Consider air quality tests
There are now indoor air quality monitors that can provide measurements for humidity, temperature, and volatile organic compounds (VOCs) which come from paints, fabrics, and building materials. However, it is still recommended to get air quality tests done by professionals to identify specific pollutants or contaminants in your home. This is especially important if you’ve recently moved into the property or observed the telltale signs of poor indoor air quality, such as mold growth, stuffy and stale air, or a strong and musty smell. Since general air quality tests can get expensive, you can start with home tests for radon gas, which is a naturally occurring toxin that can seep into foundation cracks or basement pumps. These tests can cost $10 to $30, but there are also local health departments that provide them for free depending on where you live.
Maintain your HVAC system
Your home’s heating, ventilation, and air conditioning (HVAC) system doesn’t just regulate temperature. As the HVAC system cycles through the air and helps with indoor airflow, it also filters out pollutants. One way to keep your HVAC system in top condition is to have clean air conditioning units. Whether you use a split type, portable, or window AC unit, you’ll need to regularly maintain it by removing the air filter and brushing off the accumulated dust and debris before reinstalling it. There can also be contaminant buildup in other parts like the evaporator, condenser coils, or cooling fins, so it’s best to thoroughly rinse and dry these parts to ensure your AC works properly. Meanwhile, heating systems like furnaces must be serviced at least once a year throughout their lifetime.
Clean your rugs and carpets regularly
Rugs and carpets may enhance a room’s style, but they also tend to trap dirt, dust, allergens, and other airborne pollutants on their surface. The American Lung Association also notes that new carpets and rugs are typically made and installed with toxic adhesives and VOCs. As such, it’s crucial to deep clean your rugs and carpets, either by annually dry steam cleaning or frequently using vacuum cleaners with High-Efficiency Particulate Air (HEPA) filters. It’s also advisable to keep your kitchens, bathrooms, and entryways carpet-free in order to prevent mold growth.
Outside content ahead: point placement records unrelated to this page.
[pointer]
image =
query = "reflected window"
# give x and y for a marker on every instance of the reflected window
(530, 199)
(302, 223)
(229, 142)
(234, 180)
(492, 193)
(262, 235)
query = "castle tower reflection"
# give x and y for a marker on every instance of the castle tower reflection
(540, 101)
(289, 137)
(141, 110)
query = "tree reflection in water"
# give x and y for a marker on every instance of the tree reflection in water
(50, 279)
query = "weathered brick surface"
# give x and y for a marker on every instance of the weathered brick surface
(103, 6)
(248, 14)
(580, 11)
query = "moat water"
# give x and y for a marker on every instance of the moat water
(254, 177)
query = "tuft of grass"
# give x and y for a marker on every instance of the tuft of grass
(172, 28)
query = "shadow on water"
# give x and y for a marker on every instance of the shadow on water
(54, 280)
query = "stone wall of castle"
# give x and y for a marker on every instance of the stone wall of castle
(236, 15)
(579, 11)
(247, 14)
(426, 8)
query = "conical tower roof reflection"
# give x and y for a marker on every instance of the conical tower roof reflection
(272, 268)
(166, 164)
Instead, use durable, non-slip mats to limit dirt and stain from high foot traffic.
Add indoor plants to your space
Plants are known to be natural air filters. Adding fresh flowers, plants, and greenery to your living space does not only result in elevated home decor, but also improves overall air quality. In fact, a research review published by Wageningen Plant Research in 2017 found that specific VOCs and fine particles like aldehydes are assimilated in plant leaves, while roots play an important role in air purification. Your best options for plants that keep indoor air clean and safe are elegant areca palms, lush dracaena or dragon plants, and striking yet healing aloe vera leaves.